Internal Architecture

  • Transaction boundary lives inside one service/database when possible.
  • Cross-service workflows use sagas and compensating actions.

Data and Request Flow

  • Command accepted -> durable write -> outbox event.
  • Consumers apply events idempotently.
  • Reconciliation jobs correct drift over time.

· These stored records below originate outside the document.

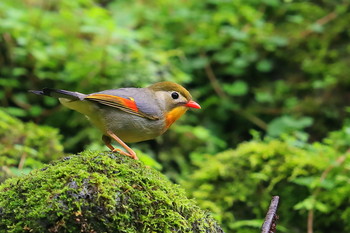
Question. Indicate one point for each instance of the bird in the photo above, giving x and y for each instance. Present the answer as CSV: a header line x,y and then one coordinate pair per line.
x,y
130,114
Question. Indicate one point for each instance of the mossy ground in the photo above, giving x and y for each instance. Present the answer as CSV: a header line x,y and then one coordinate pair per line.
x,y
98,192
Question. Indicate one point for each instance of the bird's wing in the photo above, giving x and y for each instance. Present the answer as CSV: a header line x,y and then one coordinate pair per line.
x,y
125,104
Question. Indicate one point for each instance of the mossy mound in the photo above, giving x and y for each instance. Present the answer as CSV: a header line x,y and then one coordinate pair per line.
x,y
98,192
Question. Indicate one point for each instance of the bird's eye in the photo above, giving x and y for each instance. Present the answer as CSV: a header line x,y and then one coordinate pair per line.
x,y
175,95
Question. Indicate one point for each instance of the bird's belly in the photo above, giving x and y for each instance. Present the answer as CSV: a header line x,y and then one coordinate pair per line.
x,y
131,128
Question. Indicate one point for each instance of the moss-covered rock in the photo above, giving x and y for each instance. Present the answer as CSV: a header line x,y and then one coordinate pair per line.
x,y
98,192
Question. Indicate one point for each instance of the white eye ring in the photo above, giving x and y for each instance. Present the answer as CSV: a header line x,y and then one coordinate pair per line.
x,y
175,95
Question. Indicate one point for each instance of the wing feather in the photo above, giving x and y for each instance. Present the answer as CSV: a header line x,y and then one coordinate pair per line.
x,y
124,104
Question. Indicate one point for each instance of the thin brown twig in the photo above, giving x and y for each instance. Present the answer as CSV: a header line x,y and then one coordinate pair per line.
x,y
269,225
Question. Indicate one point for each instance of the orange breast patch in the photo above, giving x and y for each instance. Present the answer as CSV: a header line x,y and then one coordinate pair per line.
x,y
174,115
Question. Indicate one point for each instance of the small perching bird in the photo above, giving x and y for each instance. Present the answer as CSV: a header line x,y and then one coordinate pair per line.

Scalability and Reliability

  • Exactly-once is expensive; aim for effectively-once via idempotency.
  • Include dedupe keys and replay-safe handlers.

Code Examples

Order Created -> Payment Reserved -> Inventory Reserved -> Confirmed
                      on failure -> Compensation steps

Common Interview Questions

  • Q: When do you use ACID transactions? A: Structure the answer as constraints then tradeoffs: SLOs, capacity assumptions, bottlenecks, failure modes, and mitigation plans with clear triggers.
  • Q: How do you explain saga failure handling? A: Structure the answer as constraints then tradeoffs: SLOs, capacity assumptions, bottlenecks, failure modes, and mitigation plans with clear triggers.
  • Q: How do you guarantee no duplicate side effects? A: Structure the answer as constraints then tradeoffs: SLOs, capacity assumptions, bottlenecks, failure modes, and mitigation plans with clear triggers.

Production Considerations

  • Keep audit trails for state transitions.
  • Provide operator tooling for stuck workflows.

Tradeoffs

  • Transactional simplicity vs cross-service scalability.
  • Immediate consistency vs higher throughput.

Senior-Level Insights

  • Mature designs include reconciliation and operational playbooks.